The presidents of all 24 fraternities on the University of Minnesota's Twin Cities campus say they will ban parties for now following a third sexual assault at a fraternity house in as many weeks.
Fraternity leaders say houses will likely see permanent changes to their policies to help prevent problems in the future.
Since the frat houses are outside of the university campus, Minneapolis police are handling the cases.
Sgt. William Palmer says he can't offer much information about what happened.
"I can tell you that all three cases are under investigation, none of them are related to the other two, and alcohol was involved in all three," he said. No arrests have been made.
The incidents have prompted the U's Interfraternity Council to take action. On Sunday the council put a so-called social moratorium in place. The move means no alcohol can be consumed at a frat house, if guests from outside the house are present.
That essentially puts a halt to partying at university fraternities for the time being.
Interfraternity Council President Martin Chorzempa says that should give fraternities time to reevaluate their policies.
"What this is designed to do is essentially insure that we have no more distractions, no more allegations, no more difficulties in the coming weeks so we can focus on a lot of strategy and a lot of discourse with community in figuring exactly what we need to do to move forward," he said.
The council has also suspended the membership of one fraternity, Delta Kappa Epsilon, from the group for four years.
Chorzempa wouldn't give details on why, but there was an incident at the house on September 18th. A woman reported that a man broke into a bathroom and sexually assaulted her.
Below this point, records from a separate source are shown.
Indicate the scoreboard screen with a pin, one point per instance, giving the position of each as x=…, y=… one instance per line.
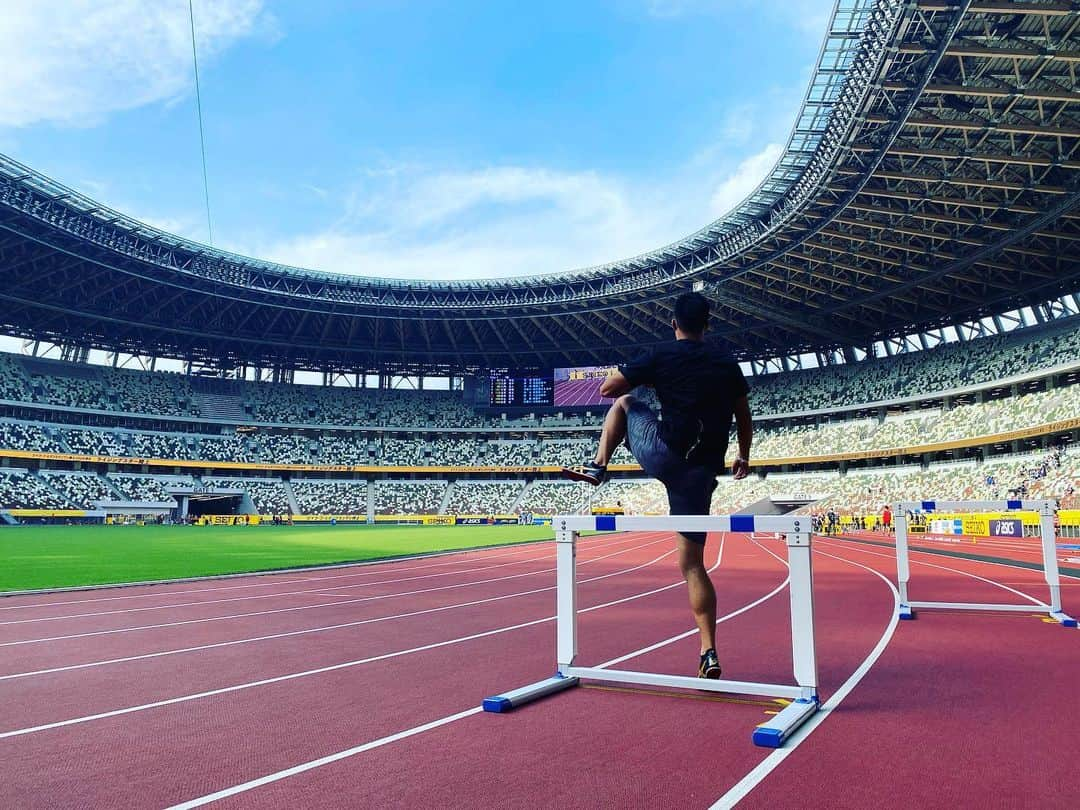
x=581, y=386
x=516, y=390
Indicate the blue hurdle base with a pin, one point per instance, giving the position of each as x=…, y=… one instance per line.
x=1065, y=619
x=775, y=732
x=509, y=701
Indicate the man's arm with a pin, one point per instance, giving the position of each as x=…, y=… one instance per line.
x=615, y=385
x=744, y=429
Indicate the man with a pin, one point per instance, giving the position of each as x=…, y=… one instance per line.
x=700, y=389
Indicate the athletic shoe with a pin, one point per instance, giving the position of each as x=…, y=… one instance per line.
x=710, y=666
x=591, y=473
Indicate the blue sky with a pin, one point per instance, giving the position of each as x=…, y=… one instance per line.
x=415, y=139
The problem in the eyes of public safety officials is the sheer number of people at fraternity parties, they're hard to control, and it makes it impossible for fraternities to know who's in their house and what up they're up to.
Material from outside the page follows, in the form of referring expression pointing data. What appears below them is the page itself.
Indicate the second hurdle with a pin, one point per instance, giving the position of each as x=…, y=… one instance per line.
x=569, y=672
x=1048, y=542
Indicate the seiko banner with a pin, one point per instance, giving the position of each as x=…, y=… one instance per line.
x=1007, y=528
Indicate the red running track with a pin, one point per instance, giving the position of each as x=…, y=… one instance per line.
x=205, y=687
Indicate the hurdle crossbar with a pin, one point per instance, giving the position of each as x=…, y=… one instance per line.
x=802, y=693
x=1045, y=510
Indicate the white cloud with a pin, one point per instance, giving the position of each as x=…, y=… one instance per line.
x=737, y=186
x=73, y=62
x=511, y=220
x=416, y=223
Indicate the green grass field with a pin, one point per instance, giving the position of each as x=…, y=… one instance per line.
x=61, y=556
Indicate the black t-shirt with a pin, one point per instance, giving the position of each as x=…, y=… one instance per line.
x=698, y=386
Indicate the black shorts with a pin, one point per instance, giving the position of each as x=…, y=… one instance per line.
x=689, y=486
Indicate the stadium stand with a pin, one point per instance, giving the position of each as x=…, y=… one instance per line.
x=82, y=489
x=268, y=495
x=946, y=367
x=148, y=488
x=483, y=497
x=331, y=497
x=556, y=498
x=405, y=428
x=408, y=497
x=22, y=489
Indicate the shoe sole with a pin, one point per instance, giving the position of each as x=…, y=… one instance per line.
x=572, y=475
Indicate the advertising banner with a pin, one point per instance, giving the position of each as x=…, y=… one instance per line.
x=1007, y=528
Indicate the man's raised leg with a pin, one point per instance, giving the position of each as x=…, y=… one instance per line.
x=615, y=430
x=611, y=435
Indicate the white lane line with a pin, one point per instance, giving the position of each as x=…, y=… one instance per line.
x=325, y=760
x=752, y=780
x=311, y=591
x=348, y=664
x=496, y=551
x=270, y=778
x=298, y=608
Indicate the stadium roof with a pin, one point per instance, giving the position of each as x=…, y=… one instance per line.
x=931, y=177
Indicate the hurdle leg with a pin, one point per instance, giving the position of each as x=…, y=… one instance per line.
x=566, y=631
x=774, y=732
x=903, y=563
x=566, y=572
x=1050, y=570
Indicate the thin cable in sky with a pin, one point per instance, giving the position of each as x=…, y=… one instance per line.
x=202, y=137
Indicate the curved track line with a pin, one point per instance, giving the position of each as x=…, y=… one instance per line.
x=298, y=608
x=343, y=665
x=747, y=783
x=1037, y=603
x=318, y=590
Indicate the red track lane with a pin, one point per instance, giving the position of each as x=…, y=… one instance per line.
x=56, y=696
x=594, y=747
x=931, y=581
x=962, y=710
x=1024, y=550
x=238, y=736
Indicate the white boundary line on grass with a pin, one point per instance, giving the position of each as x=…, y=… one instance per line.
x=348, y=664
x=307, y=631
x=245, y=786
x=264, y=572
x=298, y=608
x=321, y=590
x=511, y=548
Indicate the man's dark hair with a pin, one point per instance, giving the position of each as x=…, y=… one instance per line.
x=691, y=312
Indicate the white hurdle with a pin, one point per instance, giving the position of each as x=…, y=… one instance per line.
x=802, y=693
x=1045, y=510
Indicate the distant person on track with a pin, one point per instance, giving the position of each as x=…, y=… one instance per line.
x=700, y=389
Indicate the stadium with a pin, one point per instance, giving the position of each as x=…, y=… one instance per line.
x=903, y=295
Inspector Bryan Schafer of the Minneapolis Police Department says many of the problems at fraternities are caused by party crashers.
"The violent crime issues most often are people who are coming to the party uninvited, specifically seeking out these parties as an opportunity to prey on innocent victims."
University Fraternity and Sorority Life Director Chad Ellsworth works with Greek houses on issues of safety and security. He agrees fraternities could avoid problems by stopping party crashers at the door and know who is in the house.
"Having a very good idea, an exact idea, of who will be there and who's invited and restricting access to people who have been invited," he said.
That's one of the tips Ellsworth's office gave to fraternities last spring when they held a meeting on safety issues. The were also told to consider hiring private security guards, or restricting access to their house with a sober person watching the door.
"Some of the organizations have done a really good job of implementing those, but some of the groups did not do a good job and have seen some consequences because of that."
The University of Minnesota doesn't have jurisdiction over fraternities, since they're private organizations.
That means it's up to the Interfraternity Council to make any changes to policy. They say they'll look at permanent solutions to address the incidents that have happened recently.